2015 I hit a point where I could care less if I ever sang again or played again or did anything ever again. After a few months of being "a mess" in a million definitions of that word and with life in general, I hit this like "now or never thing." I realized I'm not getting any younger, if I can't make it work with my family and a band I need to figure out how to play on my own around my family's schedule. I realized I didn't really care if it ever went anywhere as long as I was doing something musical or creative and enjoyed it. If I had a regular job I would've always known I didn't try it because I was too scared to try or too scared to fail.
So I worked my butt off figuring out how to make it work. I told my husband this time around I would take care of it all. He wouldn't have to pay for it and I would make the scheduling and everything fit somehow.
I played a couple of sets and realized it was hard to get booked without any decent recordings and people would ask to buy a cd that I did not have!

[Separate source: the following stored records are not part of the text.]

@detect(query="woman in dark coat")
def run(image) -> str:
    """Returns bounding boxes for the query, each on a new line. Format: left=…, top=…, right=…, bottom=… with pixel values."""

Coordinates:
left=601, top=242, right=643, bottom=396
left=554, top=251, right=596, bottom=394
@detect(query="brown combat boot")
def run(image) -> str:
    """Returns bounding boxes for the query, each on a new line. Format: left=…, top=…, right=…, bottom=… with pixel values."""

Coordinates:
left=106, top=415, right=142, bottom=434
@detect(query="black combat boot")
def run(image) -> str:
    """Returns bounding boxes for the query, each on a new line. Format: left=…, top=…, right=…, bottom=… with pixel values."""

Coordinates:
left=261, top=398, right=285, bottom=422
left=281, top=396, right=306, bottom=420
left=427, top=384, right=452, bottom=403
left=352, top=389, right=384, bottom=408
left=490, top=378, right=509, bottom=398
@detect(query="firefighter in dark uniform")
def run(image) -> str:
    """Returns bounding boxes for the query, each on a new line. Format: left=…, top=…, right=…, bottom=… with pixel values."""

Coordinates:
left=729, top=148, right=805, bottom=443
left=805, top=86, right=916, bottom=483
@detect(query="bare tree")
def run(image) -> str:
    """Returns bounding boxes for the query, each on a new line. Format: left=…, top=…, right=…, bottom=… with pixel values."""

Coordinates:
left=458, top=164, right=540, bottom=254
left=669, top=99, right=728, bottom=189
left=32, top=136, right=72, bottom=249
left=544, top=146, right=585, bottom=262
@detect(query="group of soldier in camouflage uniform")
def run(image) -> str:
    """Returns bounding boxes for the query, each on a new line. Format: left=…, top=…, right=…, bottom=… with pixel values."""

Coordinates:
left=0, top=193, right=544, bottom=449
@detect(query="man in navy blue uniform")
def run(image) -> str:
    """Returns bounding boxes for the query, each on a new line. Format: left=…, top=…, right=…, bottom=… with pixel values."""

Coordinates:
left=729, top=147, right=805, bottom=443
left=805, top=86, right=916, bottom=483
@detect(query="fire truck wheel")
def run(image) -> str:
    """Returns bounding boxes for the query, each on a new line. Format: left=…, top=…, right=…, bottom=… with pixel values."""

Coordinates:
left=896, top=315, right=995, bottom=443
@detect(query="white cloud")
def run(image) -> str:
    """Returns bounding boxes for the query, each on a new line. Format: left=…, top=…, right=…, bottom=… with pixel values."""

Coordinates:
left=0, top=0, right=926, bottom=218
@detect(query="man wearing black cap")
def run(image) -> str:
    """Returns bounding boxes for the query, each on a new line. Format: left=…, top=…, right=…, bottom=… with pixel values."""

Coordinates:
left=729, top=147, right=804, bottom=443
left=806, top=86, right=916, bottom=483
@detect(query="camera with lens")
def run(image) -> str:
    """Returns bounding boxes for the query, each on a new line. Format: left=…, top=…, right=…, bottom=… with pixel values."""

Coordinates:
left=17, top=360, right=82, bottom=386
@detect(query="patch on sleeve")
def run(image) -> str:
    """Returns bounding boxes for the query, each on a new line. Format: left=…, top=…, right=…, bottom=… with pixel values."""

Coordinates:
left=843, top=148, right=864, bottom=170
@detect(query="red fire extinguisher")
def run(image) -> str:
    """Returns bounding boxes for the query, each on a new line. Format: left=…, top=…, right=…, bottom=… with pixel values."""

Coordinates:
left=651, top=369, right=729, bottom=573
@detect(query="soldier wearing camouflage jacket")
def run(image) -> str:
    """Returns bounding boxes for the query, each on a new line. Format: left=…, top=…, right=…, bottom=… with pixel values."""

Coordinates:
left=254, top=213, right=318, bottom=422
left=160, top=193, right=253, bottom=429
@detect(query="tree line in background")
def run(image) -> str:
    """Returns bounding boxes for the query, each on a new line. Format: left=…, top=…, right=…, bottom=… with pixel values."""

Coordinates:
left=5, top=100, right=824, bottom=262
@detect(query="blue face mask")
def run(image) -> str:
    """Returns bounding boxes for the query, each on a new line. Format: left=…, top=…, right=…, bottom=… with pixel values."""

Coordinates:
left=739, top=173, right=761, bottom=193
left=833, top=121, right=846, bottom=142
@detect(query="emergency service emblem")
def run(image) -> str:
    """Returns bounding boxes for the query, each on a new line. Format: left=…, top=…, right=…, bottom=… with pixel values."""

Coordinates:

I messaged our good ole friend from a couple of years before who knows people just to get a recommendation. Ironically the guy I visited years back that had haunted my dreams forever happened to be sitting right there. What timing huh?! ....He said tell her to come see me again.... I laughed and thought yeah right why would I put myself through that again?! ...then I thought for a moment and realized- YES that's exactly what I want to do! I knew I was better and had worked hard on everything. Several people close to me were like are you a glutton for punishment or what?! I said I guess so, but I gotta try!
It was a whole different ballgame this time around. He liked me and my songs, he wanted to help me, he could see the work I put in and was impressed. Just that little bit of redeeming myself was satisfying.
Eventually I got to write with some super cool people, and prepare what we wanted to record. When we got ready to record it was smooth sailing right? Ummm no. Problem 1- First producer didn't really like the songs that much. #2 I didn't have a gigantic budget to use as a selling point! (My money plan was I had 2 special offer 0% credit cards that have time limits to pay them off-gives me money, gives me deadline-perfect motivation to hustle lol!) Basically there wasn't too much going my way for me to get it completed! I was like here we go again [brick wall] but I decided if I was the only one who wanted to see these songs finished then I was ok with that...after all I'm the one with the bill!
After chats here and there about what to do with me they connected me with the producer in Nashville. He was so much fun. He set up all of the musicians which were better than I ever could've thought. They played on the albums of people I have listened to literally my entire life! Reba wasn't even there, but I was star stuck that it was her drummer playing MY songs!!! They were so very sweet as they told me different cool stories and showed me fun pictures, like one of my acoustic player and Prince Harry while they were at a party in Australia. (I'll do a full blog sometime in more detail about that trip-it was cool though!!)
There are constant obstacles to figuring everything out and how to make it all work practically and promotionally, all in between ball games and laundry loads, but I'm slowly figuring it out. Its been quite a journey that still continues.
If I never do anything else beyond this point at least I can tell my kids just because you get shot down once, twice, or 10 times doesn't mean you don't keep on trying because thats what brings out the stuff you have inside you that you didn't know existed.
Don't let the fear of falling keep you from flying.
God has not given us a spirit of fear, but one of power and of love and of a sound mind.